P. v. NORTHWESTERN MEMORIAL HOSPITAL, et al., No. 00 L 008622
The defendants allegedly hyperstimulated a pregnant woman’s uterus
with labor-inducing medication and failed to recognize signs and symptoms
of fetal distress, causing the woman’s newborn girl to suffer brain
damage due to an inadequate flow of oxygen and blood to the brain, resulting
in cerebral palsy.
S. v. Ravenswood Hospital Medical Center, et al., No. 98 L 14847
As a result of a shooting, S., a minor, sustained a puncture to his aorta,
mesenteric vein as well as the colon. He walked as far as he could on
to Ravenswood Hospital Medical Center property. S. was within fifty (50)
feet of the Ravenswood Hospital door, when security of Ravenswood Hospital
was notified of his need of assistance. A nurse employed by Ravenswood
Hospital opted to leave Christopher untreated, as their policy was not
to go outside the hospital building to assist the injured. He was left
to bleed from these injuries for approximately 25 minutes and after he
had been transported to the Emergency Room by the police officers he had
a barely palpable pulse. Within two minutes of arriving in the Emergency
Room he arrested.
This is the record settlement in Illinois for the wrongful death of a minor
involving hospital negligence.
C. v. Victory Memorial Hospital, et al.,Court No. 98 L 0081, Lake County
This case settled for a Lake County record of
$12,250,000.00 prior to closing argument before Judge Terrence Brady on Friday evening
after the jury instruction conference.
On March 29, 1996, C. paged her obstetrician complaining of a splitting
headache at 4:00 p.m. He told her to go the emergency room. She and her
husband arrived at 4:45 p.m. and saw the emergency room physician at 5:15
p.m. He diagnosed preeclampsia and spoke to the obstetrician between 5:25
and 5:50 p.m. The emergency room physician testified she needed an anti-hypertensive
for preeclampsia with hypertension but the obstetrician told him to send
her to Labor & Delivery and he would call in his orders. The obstetrician
ordered over the phone magnesium sulfate at 5:50 p.m. which is a prophylactic
for seizures and reduces blood pressure
transiently but did not order hydralzine, an anti-hypertensive. According
to one of the plaintiffs’ expert, C. hemorrhaged into her brain
between 6:00 to 6:20 p.m. when she started to become less coherent. In
addition to suffering from preeclampsia with hypertension C. had HELLP
syndrome which made her blood difficult to clot. According to another
expert it was negligent not to give C. an anti-hypertensive in the E.R.

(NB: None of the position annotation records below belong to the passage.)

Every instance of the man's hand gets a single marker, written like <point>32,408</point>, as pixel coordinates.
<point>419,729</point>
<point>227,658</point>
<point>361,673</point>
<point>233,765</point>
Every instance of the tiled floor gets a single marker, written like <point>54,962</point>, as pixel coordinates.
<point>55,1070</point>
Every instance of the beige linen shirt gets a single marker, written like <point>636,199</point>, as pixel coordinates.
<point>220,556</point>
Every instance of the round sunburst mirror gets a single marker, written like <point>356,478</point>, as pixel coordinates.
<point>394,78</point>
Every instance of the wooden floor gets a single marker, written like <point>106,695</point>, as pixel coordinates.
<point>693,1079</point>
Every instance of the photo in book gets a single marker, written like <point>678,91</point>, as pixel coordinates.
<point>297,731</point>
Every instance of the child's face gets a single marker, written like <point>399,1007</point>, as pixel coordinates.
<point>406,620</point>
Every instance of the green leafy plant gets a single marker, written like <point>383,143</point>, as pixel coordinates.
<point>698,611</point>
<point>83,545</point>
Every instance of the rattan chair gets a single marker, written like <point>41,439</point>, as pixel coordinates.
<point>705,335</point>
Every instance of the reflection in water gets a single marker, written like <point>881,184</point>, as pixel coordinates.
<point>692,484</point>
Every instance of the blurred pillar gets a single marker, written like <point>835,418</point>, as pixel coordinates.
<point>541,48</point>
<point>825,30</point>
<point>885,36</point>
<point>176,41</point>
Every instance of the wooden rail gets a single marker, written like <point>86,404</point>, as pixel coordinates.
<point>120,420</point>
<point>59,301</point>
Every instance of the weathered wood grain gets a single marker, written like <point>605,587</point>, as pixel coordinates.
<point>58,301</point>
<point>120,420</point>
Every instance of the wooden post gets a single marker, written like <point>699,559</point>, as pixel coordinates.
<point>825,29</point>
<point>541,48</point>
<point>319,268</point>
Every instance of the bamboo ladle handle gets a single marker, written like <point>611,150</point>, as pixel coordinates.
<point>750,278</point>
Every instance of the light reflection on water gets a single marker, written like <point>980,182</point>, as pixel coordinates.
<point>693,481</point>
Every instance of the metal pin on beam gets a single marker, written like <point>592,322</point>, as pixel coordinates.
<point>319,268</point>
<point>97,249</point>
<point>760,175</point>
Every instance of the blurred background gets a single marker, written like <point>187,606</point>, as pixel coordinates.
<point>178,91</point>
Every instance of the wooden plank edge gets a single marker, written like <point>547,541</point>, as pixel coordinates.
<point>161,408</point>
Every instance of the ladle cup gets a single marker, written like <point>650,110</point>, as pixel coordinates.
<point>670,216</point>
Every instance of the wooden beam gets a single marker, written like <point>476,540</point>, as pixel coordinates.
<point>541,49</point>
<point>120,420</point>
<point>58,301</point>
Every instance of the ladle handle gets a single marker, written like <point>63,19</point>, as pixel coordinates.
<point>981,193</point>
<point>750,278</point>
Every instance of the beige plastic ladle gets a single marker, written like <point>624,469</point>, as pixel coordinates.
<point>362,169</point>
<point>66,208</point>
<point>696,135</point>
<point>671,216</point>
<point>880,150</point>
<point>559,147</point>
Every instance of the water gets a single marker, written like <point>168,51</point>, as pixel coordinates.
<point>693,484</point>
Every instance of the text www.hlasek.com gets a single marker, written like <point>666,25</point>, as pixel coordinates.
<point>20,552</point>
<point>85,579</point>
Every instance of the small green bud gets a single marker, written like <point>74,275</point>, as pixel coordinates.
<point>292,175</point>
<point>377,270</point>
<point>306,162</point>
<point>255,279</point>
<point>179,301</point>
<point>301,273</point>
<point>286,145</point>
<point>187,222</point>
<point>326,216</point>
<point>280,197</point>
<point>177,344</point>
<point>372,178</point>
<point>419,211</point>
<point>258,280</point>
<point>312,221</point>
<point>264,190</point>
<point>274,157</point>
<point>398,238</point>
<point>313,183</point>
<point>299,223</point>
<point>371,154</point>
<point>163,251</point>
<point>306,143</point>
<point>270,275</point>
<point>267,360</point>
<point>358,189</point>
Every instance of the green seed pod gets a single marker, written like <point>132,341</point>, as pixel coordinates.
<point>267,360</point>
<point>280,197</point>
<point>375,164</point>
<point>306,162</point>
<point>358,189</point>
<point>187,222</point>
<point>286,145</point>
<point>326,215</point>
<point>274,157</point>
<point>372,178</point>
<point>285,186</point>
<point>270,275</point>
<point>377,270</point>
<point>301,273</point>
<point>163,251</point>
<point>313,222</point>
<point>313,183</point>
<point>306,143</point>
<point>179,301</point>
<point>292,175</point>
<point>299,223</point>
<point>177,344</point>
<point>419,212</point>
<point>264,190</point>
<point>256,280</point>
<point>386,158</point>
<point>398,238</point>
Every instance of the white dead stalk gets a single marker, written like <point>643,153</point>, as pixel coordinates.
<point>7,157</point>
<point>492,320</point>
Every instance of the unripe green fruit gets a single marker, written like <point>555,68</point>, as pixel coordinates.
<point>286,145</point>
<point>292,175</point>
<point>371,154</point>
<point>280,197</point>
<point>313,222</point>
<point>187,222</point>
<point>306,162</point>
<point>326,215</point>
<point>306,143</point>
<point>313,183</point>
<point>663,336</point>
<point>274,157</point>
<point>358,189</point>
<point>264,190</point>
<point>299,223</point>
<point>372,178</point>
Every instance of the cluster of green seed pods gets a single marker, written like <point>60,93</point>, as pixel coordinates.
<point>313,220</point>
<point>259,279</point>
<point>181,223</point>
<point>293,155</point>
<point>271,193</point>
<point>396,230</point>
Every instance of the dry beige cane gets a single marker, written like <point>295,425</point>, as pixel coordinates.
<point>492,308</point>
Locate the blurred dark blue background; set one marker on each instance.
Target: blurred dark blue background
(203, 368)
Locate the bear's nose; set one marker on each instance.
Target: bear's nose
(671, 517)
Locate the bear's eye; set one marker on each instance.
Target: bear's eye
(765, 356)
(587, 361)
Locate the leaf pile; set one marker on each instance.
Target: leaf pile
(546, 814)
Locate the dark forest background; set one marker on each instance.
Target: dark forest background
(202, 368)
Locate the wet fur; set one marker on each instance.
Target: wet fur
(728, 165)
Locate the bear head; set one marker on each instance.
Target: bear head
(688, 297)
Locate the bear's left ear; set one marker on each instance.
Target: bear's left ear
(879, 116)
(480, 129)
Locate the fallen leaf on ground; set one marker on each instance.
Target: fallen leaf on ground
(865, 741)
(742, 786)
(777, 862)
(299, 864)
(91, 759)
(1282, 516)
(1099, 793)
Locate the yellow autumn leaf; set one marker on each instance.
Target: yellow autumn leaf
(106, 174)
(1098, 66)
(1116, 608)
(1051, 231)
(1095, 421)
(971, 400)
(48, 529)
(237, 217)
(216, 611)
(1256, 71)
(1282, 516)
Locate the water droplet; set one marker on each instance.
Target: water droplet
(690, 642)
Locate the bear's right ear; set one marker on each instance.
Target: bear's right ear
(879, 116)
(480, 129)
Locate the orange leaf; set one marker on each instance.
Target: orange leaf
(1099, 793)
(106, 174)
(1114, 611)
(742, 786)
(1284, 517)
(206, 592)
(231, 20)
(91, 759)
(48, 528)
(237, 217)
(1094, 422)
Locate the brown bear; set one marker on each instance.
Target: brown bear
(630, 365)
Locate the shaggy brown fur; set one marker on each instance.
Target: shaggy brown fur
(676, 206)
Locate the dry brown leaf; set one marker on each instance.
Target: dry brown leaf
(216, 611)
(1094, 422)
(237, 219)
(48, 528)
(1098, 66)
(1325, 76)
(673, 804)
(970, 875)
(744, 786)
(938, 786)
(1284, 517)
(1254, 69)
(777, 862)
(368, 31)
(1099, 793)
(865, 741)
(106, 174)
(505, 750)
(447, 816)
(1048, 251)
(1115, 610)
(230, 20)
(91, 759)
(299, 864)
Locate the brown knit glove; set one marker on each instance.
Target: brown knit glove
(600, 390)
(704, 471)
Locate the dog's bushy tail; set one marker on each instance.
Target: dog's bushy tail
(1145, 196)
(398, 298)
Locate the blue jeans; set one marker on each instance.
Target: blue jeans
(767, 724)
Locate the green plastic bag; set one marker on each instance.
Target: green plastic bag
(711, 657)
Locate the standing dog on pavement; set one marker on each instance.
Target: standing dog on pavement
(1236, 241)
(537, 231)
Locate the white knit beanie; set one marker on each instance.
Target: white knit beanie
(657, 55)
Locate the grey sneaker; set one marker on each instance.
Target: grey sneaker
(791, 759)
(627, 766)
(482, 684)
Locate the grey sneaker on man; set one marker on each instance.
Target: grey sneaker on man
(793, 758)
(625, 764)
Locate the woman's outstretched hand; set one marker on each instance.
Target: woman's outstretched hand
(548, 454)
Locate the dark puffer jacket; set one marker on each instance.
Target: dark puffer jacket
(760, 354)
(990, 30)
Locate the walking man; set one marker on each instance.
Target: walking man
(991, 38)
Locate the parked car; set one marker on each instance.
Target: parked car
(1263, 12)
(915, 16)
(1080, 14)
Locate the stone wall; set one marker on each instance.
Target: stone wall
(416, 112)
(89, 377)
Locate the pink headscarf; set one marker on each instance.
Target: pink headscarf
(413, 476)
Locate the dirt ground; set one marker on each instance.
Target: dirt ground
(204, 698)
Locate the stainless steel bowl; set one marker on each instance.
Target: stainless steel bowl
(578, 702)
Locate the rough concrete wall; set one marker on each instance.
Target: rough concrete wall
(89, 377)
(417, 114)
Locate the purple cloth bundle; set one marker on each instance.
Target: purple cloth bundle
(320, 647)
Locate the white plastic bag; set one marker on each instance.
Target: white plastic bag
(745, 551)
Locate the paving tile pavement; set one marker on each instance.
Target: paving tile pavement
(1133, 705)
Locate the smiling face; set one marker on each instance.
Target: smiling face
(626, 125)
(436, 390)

The baby, Shane, was born healthy, without any medical problems.
D. v. Edward Hospital, et al., DuPage County, No. 04 L 13358
D. is a 44 year old female who went into the hospital to be treated for
left ankle pain. At approximately 11:45 a.m., during an elective biopsy
procedure, the patient was turned from the supine position to the prone
position. She became hypoxic and her heart beat slowed to a bradycardic
level with no pulse. The anesthesiologist, Dr. Rashidi Gani Loya, noticed
the patient was turning blue. This is a late sign of hypoxia. She had
the patient flipped back to the supine position and started ambu bagging
her. The orthopedic doctor started chest compressions on the patient.
He then started to perform manual ventilation with the ambu bag as well
as chest compressions. Unfortunately, the patient had gone so long without
oxygen she had sustained anoxic encephalopathy and permanent brain damage.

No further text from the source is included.